Feature	R inferCNV	infercnvpy	cnvturbo
Cell-level Tumor/Normal HMM	✓	✗ (cluster score only)	✓
HMM i6 + hspike emission	✓	✗	✓ (analytic + MAD-robust)
Per-chromosome Viterbi (copy-ratio)	✓	✗	✓
Denoise (segment-length filter)	✓	✗	✓
Reference subcluster handling	✓	partial	✓
GPU / Numba acceleration	✗	✗	✓ (legacy tl.infercnv + tl.hmm_call_cells; R-exact path is CPU + joblib)
Runtime (P12, 7,269 cells)	~5 hr	~9 min	~86 s
Strict Tumor/Normal concordance with R	1.000 (ref)	N/A (no cell-level HMM)	F1 0.980

Verified on 40 PDAC samples (99,679 observation cells): region-level CNV calls are 100% identical to R inferCNV, strict cell-level Tumor/Normal calls reach overall F1 = 0.980, and per-cell continuous cnv_score matches R cnv_signal_R with mean Pearson 0.99997. See Benchmark below.

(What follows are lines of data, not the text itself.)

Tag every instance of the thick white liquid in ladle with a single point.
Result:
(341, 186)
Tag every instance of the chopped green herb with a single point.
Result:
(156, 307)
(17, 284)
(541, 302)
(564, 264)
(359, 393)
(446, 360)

Speed-up attribution: the R-exact main pipeline (infercnv_r_compat + compute_hspike_emission_params + hmm_call_subclusters) is CPU + joblib only. All speed-up numbers in this README come from algorithmic rewrite + multi-core parallelism, not GPU. The optional GPU back-end currently only accelerates the legacy tl.infercnv (sliding-window scoring) and tl.hmm_call_cells (no-subcluster HMM) paths.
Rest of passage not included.